The ICC case is expected to serve as an important deterrent against violence in future elections, demonstrating that politicians and others who instigate such mayhem will be held accountable and punished.
The naming of the suspects, due on Wednesday, is already heightening tensions in Kenya and will test the brittle coalition government, Reuters reports.
The media in Kenya has reported that changes in the cabinet could take place as leaders come under pressure to resign and a realignment of political loyalties could soon follow.
ICC Chief Prosecutor Luis Moreno-Ocampo started a formal probe in March 2010 into the 2008 post-election violence in which 1,220 people died and more than 350,000 were displaced, severely denting Kenya’s reputation for stability in a turbulent region of Africa.
“Victims were hurt. They were raped, their homes burnt and they lost their cattle, they lost all means to support themselves,” said Moreno-Ocampo when he announced plans to launch the investigation. “We are siding with them. We will do justice.”
Moreno-Ocampo will present two cases, both with up to three suspects, and is widely expected by human rights groups to name suspects from Kenya’s two main political movements: the Party of National Unity and the Orange Democratic Movement.
Coalition leaders, business leaders and security chiefs could be named, and although the prosecutor has said he will request summons for voluntary appearances, judges could still opt to issue arrest warrants.
Prominent politician William Ruto, who denies allegations he helped instigate the violence, has started legal moves to try to prevent the ICC from naming him and other suspects, but it is uncertain whether such an attempt would succeed.
The president’s office in Kenya said on Monday it would set up a local court to try suspects involved in the violence and that it would be established regardless of what the ICC does.
“The best-case scenario would be to have ICC prosecutions going forward and complemented at the national level with additional trials of other perpetrators,” said Liz Evenson at Human Rights Watch.

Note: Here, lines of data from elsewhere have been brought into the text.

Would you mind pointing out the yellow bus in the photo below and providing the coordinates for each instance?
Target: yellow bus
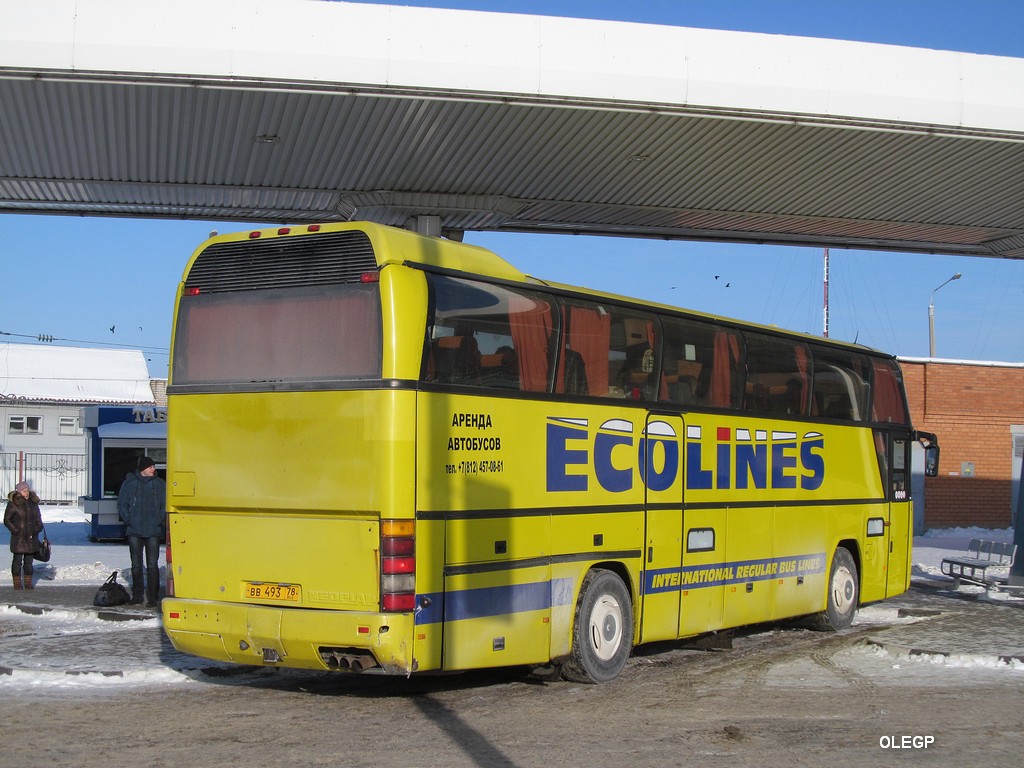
(396, 454)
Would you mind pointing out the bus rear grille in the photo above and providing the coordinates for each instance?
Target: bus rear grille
(283, 262)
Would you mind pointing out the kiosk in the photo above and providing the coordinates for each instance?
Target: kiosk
(117, 436)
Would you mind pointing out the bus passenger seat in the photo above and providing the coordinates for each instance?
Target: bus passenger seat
(576, 374)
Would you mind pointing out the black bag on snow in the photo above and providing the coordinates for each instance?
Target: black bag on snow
(111, 593)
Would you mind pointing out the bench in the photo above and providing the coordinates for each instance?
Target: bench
(981, 555)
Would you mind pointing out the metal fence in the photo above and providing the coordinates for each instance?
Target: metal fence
(55, 478)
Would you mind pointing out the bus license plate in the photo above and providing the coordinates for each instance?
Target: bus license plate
(264, 591)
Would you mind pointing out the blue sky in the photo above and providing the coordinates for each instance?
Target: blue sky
(75, 278)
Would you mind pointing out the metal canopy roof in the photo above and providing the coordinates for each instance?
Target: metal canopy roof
(289, 111)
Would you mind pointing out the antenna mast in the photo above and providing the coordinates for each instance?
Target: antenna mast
(825, 333)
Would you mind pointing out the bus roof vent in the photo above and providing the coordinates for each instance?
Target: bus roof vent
(283, 262)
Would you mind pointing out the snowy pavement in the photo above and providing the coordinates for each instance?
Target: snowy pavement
(53, 639)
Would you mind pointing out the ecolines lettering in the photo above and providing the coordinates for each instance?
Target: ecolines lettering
(742, 461)
(739, 459)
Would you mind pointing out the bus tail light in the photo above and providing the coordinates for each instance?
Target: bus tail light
(167, 560)
(397, 565)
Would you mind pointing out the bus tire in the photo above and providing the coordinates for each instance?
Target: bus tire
(602, 630)
(843, 594)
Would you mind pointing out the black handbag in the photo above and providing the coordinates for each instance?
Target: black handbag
(111, 593)
(43, 551)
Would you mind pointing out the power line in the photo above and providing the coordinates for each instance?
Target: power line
(45, 338)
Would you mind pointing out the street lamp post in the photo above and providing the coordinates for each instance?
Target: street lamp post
(931, 317)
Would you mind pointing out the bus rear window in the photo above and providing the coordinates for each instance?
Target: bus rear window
(322, 333)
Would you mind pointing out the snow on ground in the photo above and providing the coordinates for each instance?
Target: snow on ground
(139, 654)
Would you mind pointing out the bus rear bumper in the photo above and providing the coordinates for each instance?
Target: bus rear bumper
(298, 638)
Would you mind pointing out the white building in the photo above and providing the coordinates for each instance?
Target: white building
(42, 392)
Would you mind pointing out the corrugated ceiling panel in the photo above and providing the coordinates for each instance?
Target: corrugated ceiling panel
(176, 151)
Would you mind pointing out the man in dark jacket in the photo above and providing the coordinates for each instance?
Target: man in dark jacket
(141, 507)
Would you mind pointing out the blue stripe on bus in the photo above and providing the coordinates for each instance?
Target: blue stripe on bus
(494, 601)
(739, 571)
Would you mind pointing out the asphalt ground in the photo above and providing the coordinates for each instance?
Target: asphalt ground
(951, 623)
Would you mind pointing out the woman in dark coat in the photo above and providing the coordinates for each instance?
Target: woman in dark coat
(25, 523)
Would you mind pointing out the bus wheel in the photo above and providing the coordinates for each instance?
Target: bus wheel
(844, 593)
(602, 634)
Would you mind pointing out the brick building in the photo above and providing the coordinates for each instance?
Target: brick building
(977, 411)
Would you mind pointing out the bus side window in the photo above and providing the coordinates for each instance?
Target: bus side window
(841, 385)
(777, 375)
(701, 364)
(457, 359)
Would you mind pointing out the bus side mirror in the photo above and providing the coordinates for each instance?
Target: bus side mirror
(931, 445)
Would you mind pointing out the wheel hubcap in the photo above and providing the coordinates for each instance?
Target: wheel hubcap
(606, 627)
(844, 590)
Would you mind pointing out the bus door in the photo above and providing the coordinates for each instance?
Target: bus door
(662, 467)
(899, 530)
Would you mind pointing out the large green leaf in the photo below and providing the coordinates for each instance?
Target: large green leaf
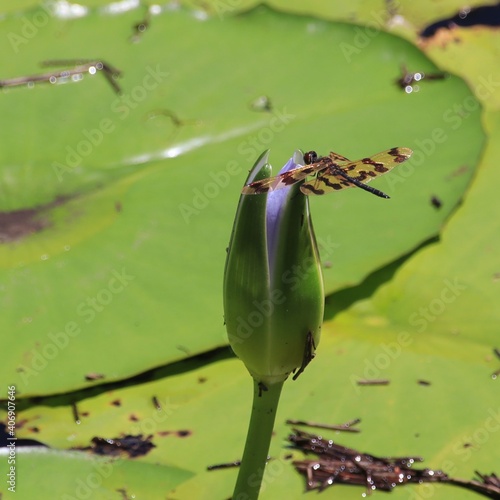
(118, 216)
(434, 320)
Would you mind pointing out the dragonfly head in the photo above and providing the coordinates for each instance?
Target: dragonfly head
(310, 157)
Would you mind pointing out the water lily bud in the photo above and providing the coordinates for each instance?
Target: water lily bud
(273, 286)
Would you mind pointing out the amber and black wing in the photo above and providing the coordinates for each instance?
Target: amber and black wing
(342, 173)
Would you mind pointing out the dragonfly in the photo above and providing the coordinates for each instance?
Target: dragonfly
(333, 173)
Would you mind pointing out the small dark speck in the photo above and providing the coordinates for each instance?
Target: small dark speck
(436, 202)
(156, 403)
(184, 349)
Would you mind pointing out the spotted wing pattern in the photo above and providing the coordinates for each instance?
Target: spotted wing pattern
(342, 173)
(282, 180)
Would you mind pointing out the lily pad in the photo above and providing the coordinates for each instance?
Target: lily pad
(119, 208)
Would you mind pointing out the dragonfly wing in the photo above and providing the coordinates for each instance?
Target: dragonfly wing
(366, 169)
(282, 180)
(325, 182)
(336, 158)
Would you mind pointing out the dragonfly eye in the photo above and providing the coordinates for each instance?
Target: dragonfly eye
(310, 157)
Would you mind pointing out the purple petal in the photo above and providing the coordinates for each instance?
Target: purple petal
(275, 202)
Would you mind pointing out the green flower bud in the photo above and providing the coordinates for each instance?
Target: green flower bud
(273, 286)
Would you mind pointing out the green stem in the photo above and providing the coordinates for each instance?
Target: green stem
(260, 429)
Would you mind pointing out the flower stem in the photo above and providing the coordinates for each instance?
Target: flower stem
(253, 463)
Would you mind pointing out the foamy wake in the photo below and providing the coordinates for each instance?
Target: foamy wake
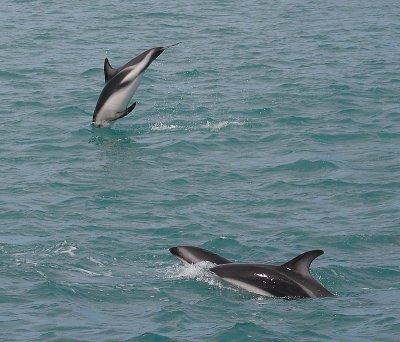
(199, 272)
(209, 125)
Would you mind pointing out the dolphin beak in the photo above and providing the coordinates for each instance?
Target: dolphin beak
(167, 47)
(174, 251)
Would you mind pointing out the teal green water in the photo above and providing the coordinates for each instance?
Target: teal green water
(272, 129)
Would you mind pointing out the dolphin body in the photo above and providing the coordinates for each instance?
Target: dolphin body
(289, 280)
(121, 84)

“At the end of the day, it is up to ICC judges to decide whether there is some national proceeding in place that cuts off ICC jurisdiction, but I think we’re still far off from that.”
Kenya also suffered from outbreaks of violence at the time of the 1992 and 1997 elections and a coalition of NGOs that supports the work of the court has blamed the recurrence of violence in 2008 on a “culture of impunity”.
The results of the December 2007 election were disputed, prompting protests which escalated in early 2008 when militias attacked opponents and police used excessive force. Violence was centred in the Rift Valley, an opposition stronghold.
As a court of last resort, the ICC’s task is to try those most responsible for the violence and the coalition said prosecutions at the ICC level would deter future violence, especially around the 2012 elections.
Moreno-Ocampo is now very popular in Kenya, where polls show a majority support the ICC action amid frustration at the failure of Kenyan institutions to prosecute high-level suspects.
Amid fears of renewed violence, the European Union’s ambassador, Eric van der Linden, told Reuters he is confident Kenya’s political leaders will not allow the country to again descend into tribal bloodletting.